In the tangible world we approach people of interest by introductions and conversations, do we not? I had brought up this topic with my new business associate recently and asked her if she was familiar with ASW. Not only is she familiar but she is a member of ASW. ASW membership is by invitation only, and members who meet specific criteria are granted invitation privileges. Although I have been accepted into “The Circle of Trust” I do not have invitation privileges…yet! As a member you are held to strict agreements on the authenticity of your profile AND, you are not allowed to request a connection with another member unless there is a genuine connection between you both outside this network.
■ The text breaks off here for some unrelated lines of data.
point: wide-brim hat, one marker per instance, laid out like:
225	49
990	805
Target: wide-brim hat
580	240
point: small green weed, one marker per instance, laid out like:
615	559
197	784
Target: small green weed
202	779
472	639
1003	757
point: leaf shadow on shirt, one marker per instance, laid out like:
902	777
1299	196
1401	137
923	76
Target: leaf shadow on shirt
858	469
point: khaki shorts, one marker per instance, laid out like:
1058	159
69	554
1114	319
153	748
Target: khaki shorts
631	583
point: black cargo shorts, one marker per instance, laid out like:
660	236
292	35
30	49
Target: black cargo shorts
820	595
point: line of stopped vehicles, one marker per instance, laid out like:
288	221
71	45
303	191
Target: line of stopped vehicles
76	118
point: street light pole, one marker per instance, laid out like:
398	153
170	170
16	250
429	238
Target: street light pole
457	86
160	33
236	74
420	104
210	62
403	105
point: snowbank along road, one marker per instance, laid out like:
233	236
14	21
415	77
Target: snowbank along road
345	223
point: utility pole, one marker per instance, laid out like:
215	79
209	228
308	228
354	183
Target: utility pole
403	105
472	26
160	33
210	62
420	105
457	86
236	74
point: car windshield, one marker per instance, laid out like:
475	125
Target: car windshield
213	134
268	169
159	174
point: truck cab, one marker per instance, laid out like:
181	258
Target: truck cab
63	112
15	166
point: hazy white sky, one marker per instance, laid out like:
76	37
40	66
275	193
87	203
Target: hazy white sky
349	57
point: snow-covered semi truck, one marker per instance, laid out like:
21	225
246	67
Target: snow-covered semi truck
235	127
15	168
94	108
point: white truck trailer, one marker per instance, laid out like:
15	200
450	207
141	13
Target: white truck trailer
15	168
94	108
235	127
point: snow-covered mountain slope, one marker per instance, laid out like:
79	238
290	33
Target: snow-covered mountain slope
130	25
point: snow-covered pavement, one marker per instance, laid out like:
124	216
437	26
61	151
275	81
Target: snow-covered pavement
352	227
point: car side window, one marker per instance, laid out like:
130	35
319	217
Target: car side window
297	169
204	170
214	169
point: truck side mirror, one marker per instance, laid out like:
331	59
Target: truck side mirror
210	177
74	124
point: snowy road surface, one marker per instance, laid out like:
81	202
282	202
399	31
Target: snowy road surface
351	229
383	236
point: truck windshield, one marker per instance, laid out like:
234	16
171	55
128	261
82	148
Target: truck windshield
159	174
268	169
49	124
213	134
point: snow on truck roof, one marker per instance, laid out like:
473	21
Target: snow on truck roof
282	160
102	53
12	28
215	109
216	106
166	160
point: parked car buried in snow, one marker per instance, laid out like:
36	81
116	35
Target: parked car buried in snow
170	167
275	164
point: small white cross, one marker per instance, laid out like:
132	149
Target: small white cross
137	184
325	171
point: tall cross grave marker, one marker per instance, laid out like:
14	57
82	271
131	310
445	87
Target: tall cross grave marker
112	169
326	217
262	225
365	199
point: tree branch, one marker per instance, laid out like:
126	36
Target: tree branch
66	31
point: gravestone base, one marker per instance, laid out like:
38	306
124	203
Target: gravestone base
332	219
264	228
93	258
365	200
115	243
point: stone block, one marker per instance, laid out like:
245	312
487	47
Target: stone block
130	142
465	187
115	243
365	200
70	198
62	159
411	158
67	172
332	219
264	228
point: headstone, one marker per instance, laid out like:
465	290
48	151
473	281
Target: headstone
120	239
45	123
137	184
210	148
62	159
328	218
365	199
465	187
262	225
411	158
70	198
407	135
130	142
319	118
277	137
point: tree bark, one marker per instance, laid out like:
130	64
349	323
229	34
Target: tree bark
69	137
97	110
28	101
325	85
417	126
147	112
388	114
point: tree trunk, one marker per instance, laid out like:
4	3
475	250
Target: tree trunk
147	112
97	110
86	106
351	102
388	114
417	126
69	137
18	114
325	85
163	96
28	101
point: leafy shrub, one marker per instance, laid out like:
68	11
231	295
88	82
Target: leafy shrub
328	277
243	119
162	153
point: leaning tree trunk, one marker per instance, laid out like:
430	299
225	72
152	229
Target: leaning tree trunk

A ‘Three strikes your out!’ rule applies if your connection request is denied a third time so you might want to give that prospect a heads up that you will be sending him or her a request. ASW’s intricate and secured membership practice preserves the authenticity of its members and has no tolerance for interlopers.
So Woop-di-doo! There’s a fancy-shmansy secret club out there where cool people belong to. Reminds you of the in-crowd back in high school huh? It goes beyond that really. This private international community consists of highly influential people that are connected by 3 degrees. People who are leaders, motivators, gurus, and powerful in how they choose to live their lives. There is great enlightenment to be gained when you surround yourself or are amongst powerful, ambitious, and successful like-minded individuals. Individuals who are playing big games in life and at the same time empowering those around them. I’m looking for big games to play:)
So put good principles in place when making friend requests, and the fact that you have hundreds of genuine Facebook friends proudly confirms that you are a powerful and HIGHLY influential person who leaves an impression…Bravo for playing the game!

Thursday 26 February 2009

A Dire Attempt to Keep Busy!

I originally set up this blog back in November after reading Tiffany’s, which inspired me to post my personal thoughts and experiences as well. Tiffany and I met shortly before our individual departure from sunny San Diego back in September and we connected instantaneously! By November she had jetted off to Dubai and I had driven cross country with my sister, Lisa to Chicago.

Chicago has done nothing but blessed me day in and day out with inspirational and motivational energy beyond belief! And, a certain gentleman, whom I’ll refer to as Grand, has broken through five years of guarded vulnerability. A vulnerability disguised by an independent, blissfully single self and living life on my own terms. I want to share and incorporate my life terms with Mr. Grand, only problem is that his terms are not available. Bitter sweet- I know! but the best way to mend a broken heart and stop chasing Grand ghosts is to sign up for everything! So I have registered for three half-marathons this coming year (I've never ran over 3 miles honestly) and this Monday I embarked on two new business ventures with the introduction to an office downtown. But why stop there, I also took on some community projects AND this blog will fill in the cracks :)

Without further a ‘do…Welcome to Chicago through my eyes and I anticipate that my words will touch, move, and inspire you.

p.s. There is no doubt in my mind that Ms. Tiffany and I shared a past life (Mr. Grand too).